As we reported last week, the PRIMEHPC FX10 is the next generation of Fujitsu’s famous K Computer, which is currently regarded as the most powerful supercomputer in the world. Although the K system has about 10 times the peak performance of the PRIMEHPC FX10 to be deployed at the University of Tokyo, the latter system has the newer technology.
In particular, the CPU has been upgraded to Fujitsu’s new 16-core SPARC64 IXfx, which, at 236.5 peak gigaflops, delivers nearly twice the performance as of the K Computer’s SPARC64 VIIIfx. The new chip runs at 1.848 GHz and consume 110 watts, yielding about 2 gigaflops/watt. Memory bandwidth is a healthy 85 GB/second. The SPARC64 IXfx is built on 40nm process technology and contains approximately 1.87 billion transistors, which is nearly two and half times as many as its predecessor.

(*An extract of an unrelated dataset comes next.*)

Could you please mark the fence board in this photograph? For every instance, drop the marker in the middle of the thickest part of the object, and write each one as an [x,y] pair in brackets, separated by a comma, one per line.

The remainder of the K Computer architecture, including the 6D Tofu interconnect, has been carried over to the PRIMEHPC FX10 system essentially unchanged. And since the new SPARC64 IXfx chip maintains backward compatibility with the previous generation, programmers can use PRIMEHPC systems to develop software for the K Computer. That’s likely to come in handy, especially as more systems are deployed. Cycles on the K machine at RIKEN are probably a bit too precious to be used for software development.
Fujitsu intends to sell 50 of the PRIMEHPC FX10 over the next three years — a rather ambitious pace. And although its first sale is domestic, the company is targeting these systems for worldwide distribution. Pricing on the PRIMEHPC FX10 supercomputers has not been publicly disclosed, although if you are interested in a petascale machine and aren’t married to x86 software, stop by the Fujitsu booth at the Supercomputing Conference (SC11) this week and see what they have to say.